One of the ways in which we are investigating virus gene expression is the relatively recently developed technique known as ribosome profiling. This technique relies on the fact that a translating ribosome covers around 30 nucleotides of mRNA. Nucleotide sequences that are not thus protected by translating ribosomes can be enzymatically digested, leaving millions of 30-nucleotide-long RNA fragments that can be analyzed using High-Throughput Sequencing technology and then mapped back to virus and host mRNAs, to give a global snapshot of the positions of translating ribosomes. We used ribosome profiling to study gene expression in many virus species including model coronaviruses.

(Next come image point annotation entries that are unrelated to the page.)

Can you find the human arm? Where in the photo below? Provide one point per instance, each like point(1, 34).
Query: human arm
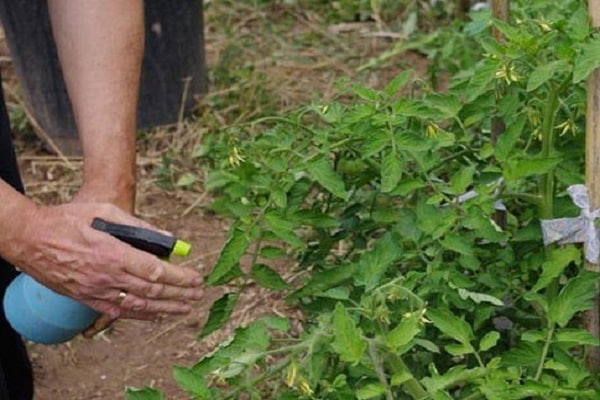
point(100, 46)
point(55, 244)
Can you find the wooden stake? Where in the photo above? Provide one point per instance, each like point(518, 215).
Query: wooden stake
point(592, 177)
point(500, 11)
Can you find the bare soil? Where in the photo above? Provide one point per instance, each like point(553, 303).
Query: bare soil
point(292, 56)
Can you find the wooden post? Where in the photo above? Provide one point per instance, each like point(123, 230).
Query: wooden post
point(500, 11)
point(173, 66)
point(592, 175)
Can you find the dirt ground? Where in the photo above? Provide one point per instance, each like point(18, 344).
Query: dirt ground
point(294, 56)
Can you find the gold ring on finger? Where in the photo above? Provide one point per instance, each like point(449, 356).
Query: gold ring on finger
point(120, 297)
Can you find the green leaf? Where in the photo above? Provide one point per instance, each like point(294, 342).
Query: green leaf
point(519, 169)
point(391, 171)
point(576, 296)
point(508, 140)
point(321, 171)
point(525, 355)
point(191, 382)
point(366, 93)
point(461, 180)
point(448, 105)
point(374, 263)
point(370, 391)
point(272, 253)
point(337, 293)
point(348, 341)
point(454, 376)
point(587, 60)
point(398, 82)
point(404, 333)
point(266, 277)
point(320, 281)
point(489, 340)
point(545, 72)
point(283, 229)
point(451, 325)
point(400, 377)
point(557, 260)
point(186, 179)
point(280, 324)
point(458, 244)
point(578, 337)
point(482, 80)
point(234, 249)
point(143, 394)
point(219, 314)
point(279, 197)
point(479, 297)
point(459, 349)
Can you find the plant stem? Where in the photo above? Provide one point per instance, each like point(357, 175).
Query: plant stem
point(545, 350)
point(412, 386)
point(547, 130)
point(546, 209)
point(379, 370)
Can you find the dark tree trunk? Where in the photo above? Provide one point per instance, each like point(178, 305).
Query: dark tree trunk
point(173, 65)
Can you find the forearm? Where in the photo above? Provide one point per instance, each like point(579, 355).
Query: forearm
point(100, 46)
point(14, 212)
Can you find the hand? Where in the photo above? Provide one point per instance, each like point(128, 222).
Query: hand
point(57, 246)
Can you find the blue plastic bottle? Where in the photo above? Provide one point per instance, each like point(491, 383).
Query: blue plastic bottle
point(44, 316)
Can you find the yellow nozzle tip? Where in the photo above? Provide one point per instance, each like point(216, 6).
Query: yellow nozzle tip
point(181, 248)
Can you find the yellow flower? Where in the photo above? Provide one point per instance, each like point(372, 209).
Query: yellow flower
point(432, 130)
point(544, 25)
point(235, 157)
point(292, 373)
point(508, 73)
point(534, 117)
point(305, 387)
point(567, 126)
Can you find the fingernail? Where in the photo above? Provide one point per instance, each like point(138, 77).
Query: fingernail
point(115, 313)
point(186, 309)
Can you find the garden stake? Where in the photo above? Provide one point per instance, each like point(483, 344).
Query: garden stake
point(592, 165)
point(500, 10)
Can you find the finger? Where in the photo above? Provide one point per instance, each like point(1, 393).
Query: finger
point(103, 322)
point(160, 291)
point(155, 270)
point(133, 305)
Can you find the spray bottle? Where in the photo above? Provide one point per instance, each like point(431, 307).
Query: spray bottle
point(44, 316)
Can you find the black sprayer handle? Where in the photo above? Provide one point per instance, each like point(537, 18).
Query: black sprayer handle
point(153, 242)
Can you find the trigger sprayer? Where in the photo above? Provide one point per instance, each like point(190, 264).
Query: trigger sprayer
point(44, 316)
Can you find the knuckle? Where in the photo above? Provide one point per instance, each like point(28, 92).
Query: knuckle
point(156, 290)
point(157, 272)
point(98, 280)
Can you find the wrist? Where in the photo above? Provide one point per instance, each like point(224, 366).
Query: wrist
point(118, 192)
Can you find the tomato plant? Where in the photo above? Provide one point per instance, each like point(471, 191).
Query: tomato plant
point(418, 233)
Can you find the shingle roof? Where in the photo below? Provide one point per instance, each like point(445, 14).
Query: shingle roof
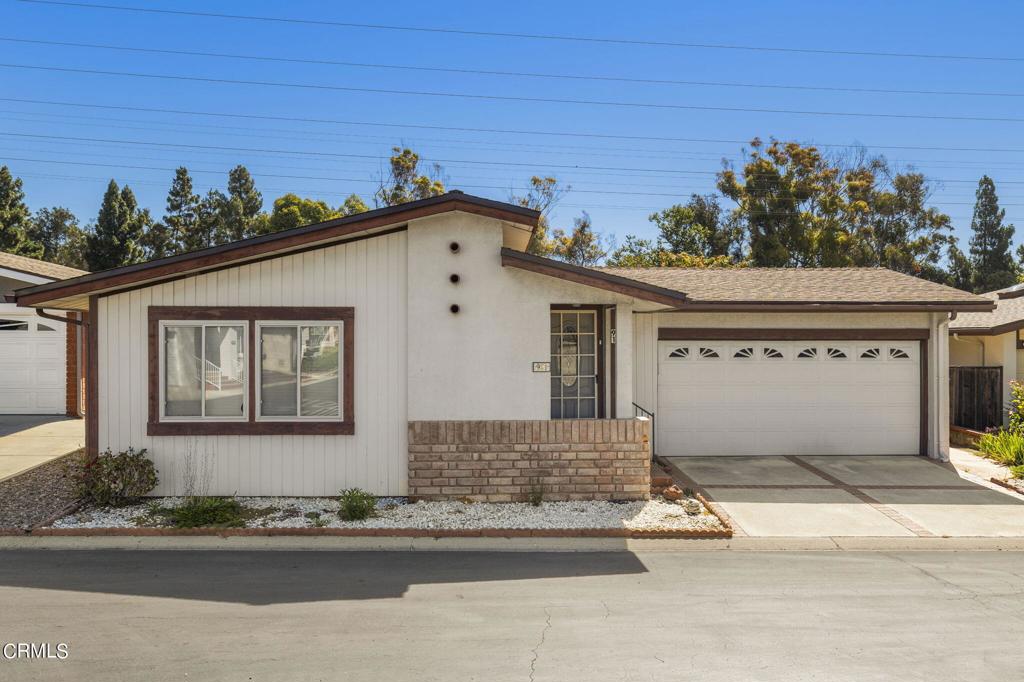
point(39, 267)
point(792, 285)
point(1008, 315)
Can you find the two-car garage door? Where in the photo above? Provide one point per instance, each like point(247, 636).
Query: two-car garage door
point(788, 397)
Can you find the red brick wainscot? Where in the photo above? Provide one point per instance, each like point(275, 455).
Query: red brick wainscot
point(512, 461)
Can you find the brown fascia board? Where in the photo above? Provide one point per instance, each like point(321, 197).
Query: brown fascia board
point(596, 279)
point(834, 306)
point(197, 261)
point(988, 331)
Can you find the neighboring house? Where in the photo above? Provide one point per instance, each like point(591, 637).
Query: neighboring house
point(990, 341)
point(39, 357)
point(419, 350)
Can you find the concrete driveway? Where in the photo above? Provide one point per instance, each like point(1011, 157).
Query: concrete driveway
point(29, 440)
point(851, 496)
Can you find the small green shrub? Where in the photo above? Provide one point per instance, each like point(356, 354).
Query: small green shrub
point(355, 505)
point(206, 512)
point(1006, 448)
point(116, 480)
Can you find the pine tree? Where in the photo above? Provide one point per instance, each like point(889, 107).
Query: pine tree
point(992, 263)
point(115, 240)
point(241, 210)
point(181, 217)
point(14, 218)
point(58, 235)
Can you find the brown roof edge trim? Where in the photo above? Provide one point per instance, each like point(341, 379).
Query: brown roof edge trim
point(590, 278)
point(751, 334)
point(835, 306)
point(285, 240)
point(988, 331)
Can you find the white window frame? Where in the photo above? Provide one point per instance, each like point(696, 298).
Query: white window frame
point(258, 370)
point(162, 360)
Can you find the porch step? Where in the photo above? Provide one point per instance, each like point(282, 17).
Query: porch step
point(659, 479)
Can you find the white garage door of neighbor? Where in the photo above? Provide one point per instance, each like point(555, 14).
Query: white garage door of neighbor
point(32, 366)
point(787, 397)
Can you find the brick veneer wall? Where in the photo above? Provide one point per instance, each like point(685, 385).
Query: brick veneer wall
point(504, 461)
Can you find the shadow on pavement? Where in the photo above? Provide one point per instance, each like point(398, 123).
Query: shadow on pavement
point(289, 577)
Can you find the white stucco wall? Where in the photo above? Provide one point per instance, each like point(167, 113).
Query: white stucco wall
point(370, 275)
point(645, 340)
point(477, 364)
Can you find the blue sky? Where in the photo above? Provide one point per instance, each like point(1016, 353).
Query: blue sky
point(617, 181)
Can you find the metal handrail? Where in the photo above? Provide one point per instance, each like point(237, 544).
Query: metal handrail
point(642, 412)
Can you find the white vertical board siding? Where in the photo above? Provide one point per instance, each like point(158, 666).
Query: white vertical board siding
point(371, 276)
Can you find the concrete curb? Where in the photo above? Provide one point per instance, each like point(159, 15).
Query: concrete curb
point(339, 543)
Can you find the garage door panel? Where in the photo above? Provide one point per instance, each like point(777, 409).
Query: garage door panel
point(32, 370)
point(762, 405)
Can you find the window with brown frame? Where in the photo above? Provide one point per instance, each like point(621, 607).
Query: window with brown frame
point(238, 371)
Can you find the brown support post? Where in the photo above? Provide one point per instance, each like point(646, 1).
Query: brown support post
point(924, 398)
point(92, 379)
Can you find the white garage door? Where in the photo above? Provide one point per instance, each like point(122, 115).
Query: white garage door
point(32, 366)
point(787, 397)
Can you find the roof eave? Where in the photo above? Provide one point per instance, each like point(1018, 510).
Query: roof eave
point(592, 278)
point(198, 261)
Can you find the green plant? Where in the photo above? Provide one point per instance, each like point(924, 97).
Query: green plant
point(116, 480)
point(206, 512)
point(1006, 448)
point(1016, 407)
point(355, 505)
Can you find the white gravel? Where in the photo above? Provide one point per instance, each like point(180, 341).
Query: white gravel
point(396, 513)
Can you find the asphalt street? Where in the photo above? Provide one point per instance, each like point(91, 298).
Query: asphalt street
point(460, 615)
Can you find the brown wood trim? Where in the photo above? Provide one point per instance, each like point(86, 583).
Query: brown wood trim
point(251, 428)
point(244, 312)
point(613, 360)
point(726, 334)
point(284, 241)
point(591, 278)
point(923, 436)
point(251, 314)
point(598, 354)
point(92, 379)
point(853, 306)
point(252, 261)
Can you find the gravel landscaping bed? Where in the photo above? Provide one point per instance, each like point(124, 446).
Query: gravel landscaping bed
point(35, 496)
point(397, 513)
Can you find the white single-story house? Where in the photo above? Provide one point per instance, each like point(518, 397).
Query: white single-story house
point(420, 350)
point(39, 354)
point(986, 348)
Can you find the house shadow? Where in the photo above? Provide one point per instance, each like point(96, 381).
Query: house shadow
point(265, 578)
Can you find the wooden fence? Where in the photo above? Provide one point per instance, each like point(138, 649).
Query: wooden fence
point(976, 396)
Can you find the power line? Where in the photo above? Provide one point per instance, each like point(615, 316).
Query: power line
point(494, 97)
point(508, 131)
point(509, 74)
point(530, 36)
point(365, 156)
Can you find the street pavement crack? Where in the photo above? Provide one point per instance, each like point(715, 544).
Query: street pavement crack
point(537, 649)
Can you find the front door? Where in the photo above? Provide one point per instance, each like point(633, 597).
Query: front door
point(577, 364)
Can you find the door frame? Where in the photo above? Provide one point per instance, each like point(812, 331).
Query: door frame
point(922, 335)
point(598, 309)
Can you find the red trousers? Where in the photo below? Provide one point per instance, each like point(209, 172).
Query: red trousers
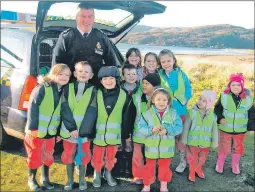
point(137, 161)
point(196, 156)
point(68, 155)
point(179, 145)
point(104, 156)
point(39, 151)
point(164, 171)
point(231, 143)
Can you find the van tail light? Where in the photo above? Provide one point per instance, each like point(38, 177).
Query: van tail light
point(29, 85)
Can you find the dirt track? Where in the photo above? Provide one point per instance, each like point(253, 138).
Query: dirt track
point(14, 174)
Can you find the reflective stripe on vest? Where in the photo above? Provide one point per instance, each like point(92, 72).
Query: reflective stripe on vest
point(236, 117)
point(78, 108)
point(49, 118)
point(140, 108)
point(179, 94)
point(157, 146)
point(200, 133)
point(108, 128)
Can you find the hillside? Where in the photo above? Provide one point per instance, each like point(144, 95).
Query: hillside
point(214, 36)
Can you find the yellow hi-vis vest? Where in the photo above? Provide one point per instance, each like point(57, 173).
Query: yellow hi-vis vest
point(78, 108)
point(108, 128)
point(157, 146)
point(49, 119)
point(200, 133)
point(140, 108)
point(236, 117)
point(179, 94)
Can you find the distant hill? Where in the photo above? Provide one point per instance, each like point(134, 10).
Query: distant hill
point(214, 36)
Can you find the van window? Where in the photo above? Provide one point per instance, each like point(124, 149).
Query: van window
point(12, 51)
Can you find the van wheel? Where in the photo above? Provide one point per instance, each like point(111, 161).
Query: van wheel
point(4, 137)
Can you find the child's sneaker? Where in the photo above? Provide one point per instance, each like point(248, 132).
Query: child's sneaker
point(163, 187)
point(146, 188)
point(200, 173)
point(137, 181)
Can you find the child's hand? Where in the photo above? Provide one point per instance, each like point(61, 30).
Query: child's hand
point(75, 134)
point(223, 121)
point(129, 139)
point(58, 139)
point(33, 133)
point(162, 132)
point(251, 132)
point(156, 129)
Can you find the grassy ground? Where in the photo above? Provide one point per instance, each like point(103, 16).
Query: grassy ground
point(14, 174)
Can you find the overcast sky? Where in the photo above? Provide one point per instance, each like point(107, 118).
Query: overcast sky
point(179, 13)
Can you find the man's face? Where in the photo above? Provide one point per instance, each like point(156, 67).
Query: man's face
point(85, 19)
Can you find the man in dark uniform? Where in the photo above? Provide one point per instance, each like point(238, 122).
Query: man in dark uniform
point(85, 43)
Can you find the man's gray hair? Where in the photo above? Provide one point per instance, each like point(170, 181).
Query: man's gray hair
point(84, 6)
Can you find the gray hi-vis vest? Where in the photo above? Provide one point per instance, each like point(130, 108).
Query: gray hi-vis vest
point(200, 133)
point(157, 146)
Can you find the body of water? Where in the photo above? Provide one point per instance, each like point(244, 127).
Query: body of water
point(181, 50)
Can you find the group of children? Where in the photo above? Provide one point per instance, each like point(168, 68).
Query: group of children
point(145, 113)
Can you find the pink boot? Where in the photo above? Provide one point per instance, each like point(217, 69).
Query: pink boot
point(220, 162)
point(163, 187)
point(235, 163)
point(146, 188)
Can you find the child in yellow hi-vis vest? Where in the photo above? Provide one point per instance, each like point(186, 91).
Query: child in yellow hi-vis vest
point(112, 103)
point(235, 115)
point(79, 113)
point(43, 119)
point(200, 132)
point(160, 124)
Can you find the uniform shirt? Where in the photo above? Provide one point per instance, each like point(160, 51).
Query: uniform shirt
point(96, 48)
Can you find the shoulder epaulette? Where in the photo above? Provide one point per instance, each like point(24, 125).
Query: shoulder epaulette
point(65, 32)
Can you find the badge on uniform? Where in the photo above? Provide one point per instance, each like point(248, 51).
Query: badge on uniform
point(98, 49)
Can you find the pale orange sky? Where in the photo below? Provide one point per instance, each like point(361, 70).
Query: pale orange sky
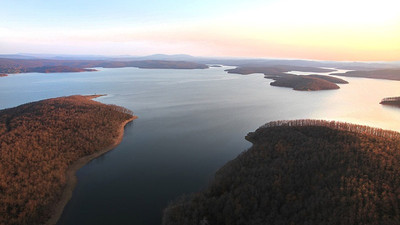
point(348, 30)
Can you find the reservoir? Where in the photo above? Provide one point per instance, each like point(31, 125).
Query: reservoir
point(191, 122)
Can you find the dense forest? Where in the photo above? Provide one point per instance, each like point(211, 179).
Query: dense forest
point(388, 74)
point(394, 101)
point(9, 66)
point(38, 141)
point(275, 70)
point(304, 83)
point(282, 78)
point(302, 172)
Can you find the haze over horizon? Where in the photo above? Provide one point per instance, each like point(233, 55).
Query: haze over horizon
point(321, 30)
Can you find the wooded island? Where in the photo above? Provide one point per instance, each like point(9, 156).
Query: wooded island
point(302, 172)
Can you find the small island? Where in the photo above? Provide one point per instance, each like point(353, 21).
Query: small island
point(12, 66)
point(276, 70)
point(387, 74)
point(393, 101)
point(43, 144)
point(302, 172)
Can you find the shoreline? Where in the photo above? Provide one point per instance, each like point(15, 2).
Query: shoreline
point(73, 168)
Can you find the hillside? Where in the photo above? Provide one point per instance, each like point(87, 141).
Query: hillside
point(300, 83)
point(39, 141)
point(394, 101)
point(10, 66)
point(302, 172)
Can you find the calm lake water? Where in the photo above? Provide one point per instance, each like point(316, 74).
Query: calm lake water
point(191, 122)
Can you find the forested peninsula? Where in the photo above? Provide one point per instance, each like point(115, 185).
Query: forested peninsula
point(302, 172)
point(282, 78)
point(43, 144)
point(12, 66)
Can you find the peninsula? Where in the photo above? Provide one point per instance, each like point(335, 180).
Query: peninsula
point(11, 66)
point(302, 172)
point(394, 101)
point(43, 144)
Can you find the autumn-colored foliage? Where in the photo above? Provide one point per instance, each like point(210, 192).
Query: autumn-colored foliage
point(38, 141)
point(394, 101)
point(302, 172)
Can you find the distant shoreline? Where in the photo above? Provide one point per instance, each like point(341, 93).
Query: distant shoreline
point(71, 173)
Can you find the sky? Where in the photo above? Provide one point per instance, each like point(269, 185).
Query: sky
point(340, 30)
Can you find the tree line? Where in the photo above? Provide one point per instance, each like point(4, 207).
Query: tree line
point(39, 141)
point(301, 172)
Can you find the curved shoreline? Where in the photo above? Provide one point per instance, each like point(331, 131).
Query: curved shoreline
point(71, 174)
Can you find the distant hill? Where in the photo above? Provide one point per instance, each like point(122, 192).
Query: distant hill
point(299, 83)
point(388, 74)
point(302, 172)
point(10, 66)
point(40, 141)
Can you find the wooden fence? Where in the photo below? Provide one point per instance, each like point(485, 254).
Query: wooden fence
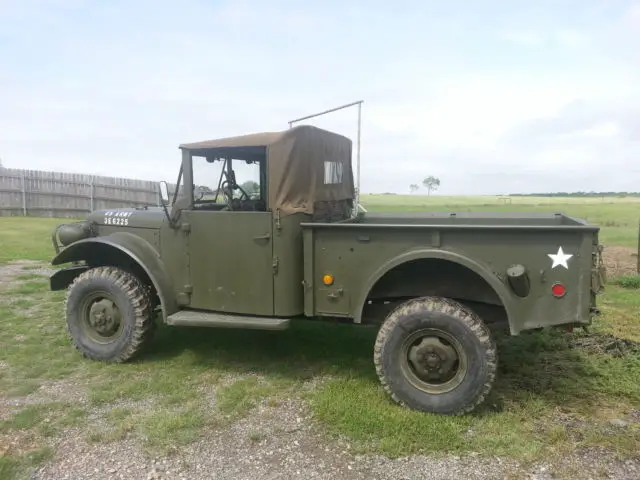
point(54, 194)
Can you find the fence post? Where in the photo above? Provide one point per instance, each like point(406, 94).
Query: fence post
point(24, 195)
point(91, 193)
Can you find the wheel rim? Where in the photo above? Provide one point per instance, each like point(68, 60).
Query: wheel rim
point(101, 319)
point(433, 361)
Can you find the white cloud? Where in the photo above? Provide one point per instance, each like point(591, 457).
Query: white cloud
point(482, 116)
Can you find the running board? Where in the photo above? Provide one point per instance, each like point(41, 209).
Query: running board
point(190, 318)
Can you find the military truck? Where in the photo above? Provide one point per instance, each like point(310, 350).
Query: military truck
point(298, 247)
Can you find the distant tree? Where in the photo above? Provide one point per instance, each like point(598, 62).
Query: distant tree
point(431, 183)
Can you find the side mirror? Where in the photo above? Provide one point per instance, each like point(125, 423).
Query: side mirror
point(164, 192)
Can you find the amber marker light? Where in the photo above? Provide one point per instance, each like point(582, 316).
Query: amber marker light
point(558, 290)
point(328, 279)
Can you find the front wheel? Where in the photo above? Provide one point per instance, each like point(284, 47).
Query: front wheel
point(435, 355)
point(109, 314)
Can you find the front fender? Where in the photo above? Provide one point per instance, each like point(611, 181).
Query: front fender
point(138, 250)
point(499, 287)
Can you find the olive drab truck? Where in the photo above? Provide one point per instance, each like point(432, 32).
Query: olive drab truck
point(296, 247)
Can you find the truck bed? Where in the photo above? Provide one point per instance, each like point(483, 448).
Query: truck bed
point(462, 219)
point(460, 255)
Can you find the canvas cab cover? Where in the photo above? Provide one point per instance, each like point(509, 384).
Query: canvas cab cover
point(308, 168)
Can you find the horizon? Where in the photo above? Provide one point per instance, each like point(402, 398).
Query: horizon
point(489, 97)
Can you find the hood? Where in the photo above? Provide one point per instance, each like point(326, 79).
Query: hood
point(149, 217)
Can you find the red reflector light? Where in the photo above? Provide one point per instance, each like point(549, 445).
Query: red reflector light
point(558, 290)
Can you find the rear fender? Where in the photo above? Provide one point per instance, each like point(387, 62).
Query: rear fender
point(484, 272)
point(137, 250)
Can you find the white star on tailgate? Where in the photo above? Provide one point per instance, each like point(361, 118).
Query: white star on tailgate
point(560, 258)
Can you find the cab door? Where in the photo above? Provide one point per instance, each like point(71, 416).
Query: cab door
point(230, 261)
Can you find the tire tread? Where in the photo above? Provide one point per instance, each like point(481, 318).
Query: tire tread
point(445, 306)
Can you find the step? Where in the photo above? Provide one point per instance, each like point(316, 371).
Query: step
point(192, 318)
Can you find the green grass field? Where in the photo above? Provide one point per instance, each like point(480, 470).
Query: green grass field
point(556, 392)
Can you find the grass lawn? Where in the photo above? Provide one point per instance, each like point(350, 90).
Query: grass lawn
point(556, 392)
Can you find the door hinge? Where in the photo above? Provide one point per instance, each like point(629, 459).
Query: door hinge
point(277, 219)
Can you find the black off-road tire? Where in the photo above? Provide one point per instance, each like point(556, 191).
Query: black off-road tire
point(454, 320)
point(133, 301)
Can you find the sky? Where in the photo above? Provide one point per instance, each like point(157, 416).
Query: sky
point(490, 96)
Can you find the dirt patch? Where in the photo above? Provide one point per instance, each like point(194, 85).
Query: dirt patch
point(620, 261)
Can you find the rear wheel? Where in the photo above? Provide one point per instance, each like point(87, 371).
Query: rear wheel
point(109, 314)
point(435, 355)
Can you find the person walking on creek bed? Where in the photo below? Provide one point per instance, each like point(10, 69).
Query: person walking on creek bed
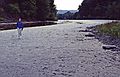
point(19, 28)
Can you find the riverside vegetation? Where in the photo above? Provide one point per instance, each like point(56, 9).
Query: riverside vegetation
point(112, 29)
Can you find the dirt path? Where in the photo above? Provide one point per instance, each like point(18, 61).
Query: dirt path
point(55, 51)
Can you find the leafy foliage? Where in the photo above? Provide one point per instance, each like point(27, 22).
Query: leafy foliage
point(103, 9)
point(28, 9)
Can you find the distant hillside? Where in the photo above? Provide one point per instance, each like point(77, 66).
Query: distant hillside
point(102, 9)
point(64, 11)
point(11, 10)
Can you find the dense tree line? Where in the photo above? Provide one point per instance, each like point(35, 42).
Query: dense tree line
point(67, 15)
point(102, 9)
point(27, 9)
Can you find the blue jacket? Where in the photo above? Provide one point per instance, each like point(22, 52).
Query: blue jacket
point(19, 25)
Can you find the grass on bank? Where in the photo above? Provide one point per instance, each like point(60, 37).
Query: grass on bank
point(112, 29)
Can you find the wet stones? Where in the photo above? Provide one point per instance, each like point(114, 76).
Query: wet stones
point(108, 47)
point(90, 35)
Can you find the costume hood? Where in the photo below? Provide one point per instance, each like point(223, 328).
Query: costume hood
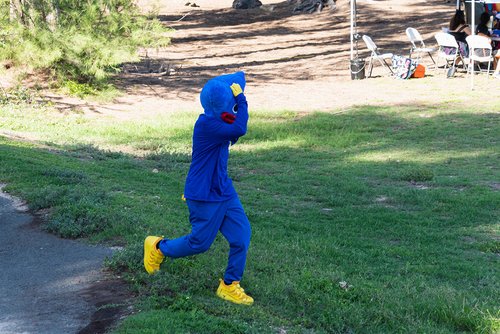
point(216, 97)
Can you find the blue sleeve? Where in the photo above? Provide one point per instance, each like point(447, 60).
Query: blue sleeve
point(222, 131)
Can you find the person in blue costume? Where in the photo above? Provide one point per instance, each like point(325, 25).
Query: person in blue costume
point(209, 193)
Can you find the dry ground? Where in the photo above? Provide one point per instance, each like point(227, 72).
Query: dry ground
point(293, 62)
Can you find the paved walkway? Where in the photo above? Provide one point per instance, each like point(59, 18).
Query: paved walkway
point(43, 279)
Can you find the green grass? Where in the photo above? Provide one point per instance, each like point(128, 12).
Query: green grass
point(399, 202)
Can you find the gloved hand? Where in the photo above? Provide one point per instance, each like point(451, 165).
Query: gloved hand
point(228, 117)
point(236, 88)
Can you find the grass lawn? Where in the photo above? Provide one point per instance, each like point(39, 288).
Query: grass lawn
point(372, 220)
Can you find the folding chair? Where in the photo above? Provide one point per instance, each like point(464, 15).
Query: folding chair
point(415, 38)
point(448, 50)
point(375, 55)
point(479, 51)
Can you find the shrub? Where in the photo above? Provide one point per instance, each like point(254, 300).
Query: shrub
point(84, 41)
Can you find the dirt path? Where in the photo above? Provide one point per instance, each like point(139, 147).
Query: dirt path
point(50, 285)
point(292, 62)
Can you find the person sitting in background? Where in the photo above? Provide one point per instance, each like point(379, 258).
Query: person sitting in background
point(482, 27)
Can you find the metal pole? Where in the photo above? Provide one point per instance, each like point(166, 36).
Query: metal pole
point(473, 23)
point(352, 28)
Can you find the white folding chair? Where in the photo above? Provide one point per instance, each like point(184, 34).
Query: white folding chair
point(375, 55)
point(418, 45)
point(480, 51)
point(448, 50)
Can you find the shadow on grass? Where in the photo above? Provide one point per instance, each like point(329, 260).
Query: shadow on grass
point(397, 203)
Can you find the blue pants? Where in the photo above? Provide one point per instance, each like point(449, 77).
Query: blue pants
point(207, 218)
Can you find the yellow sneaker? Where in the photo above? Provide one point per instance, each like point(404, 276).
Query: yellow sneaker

A key aspect of our work is to identify and characterize "hidden genes" in RNA viruses. We identified and characterized a novel protein (termed UP) encoded in the genomes of most human-infecting enteroviruses including poliovirus type 1, and a novel protein (termed XP) encoded in the genomes of human and other mammalian astroviruses. We obtained follow-up funding to
investigate UP knockout as a widely applicable enterovirus vaccine strategy. Recently, through comparative genomic analysis of SARS-CoV-2 and related coronaviruses, we identified a new protein (termed 3c) encoded in their genomes and we are currently investigating the function of the 3c protein during virus infection.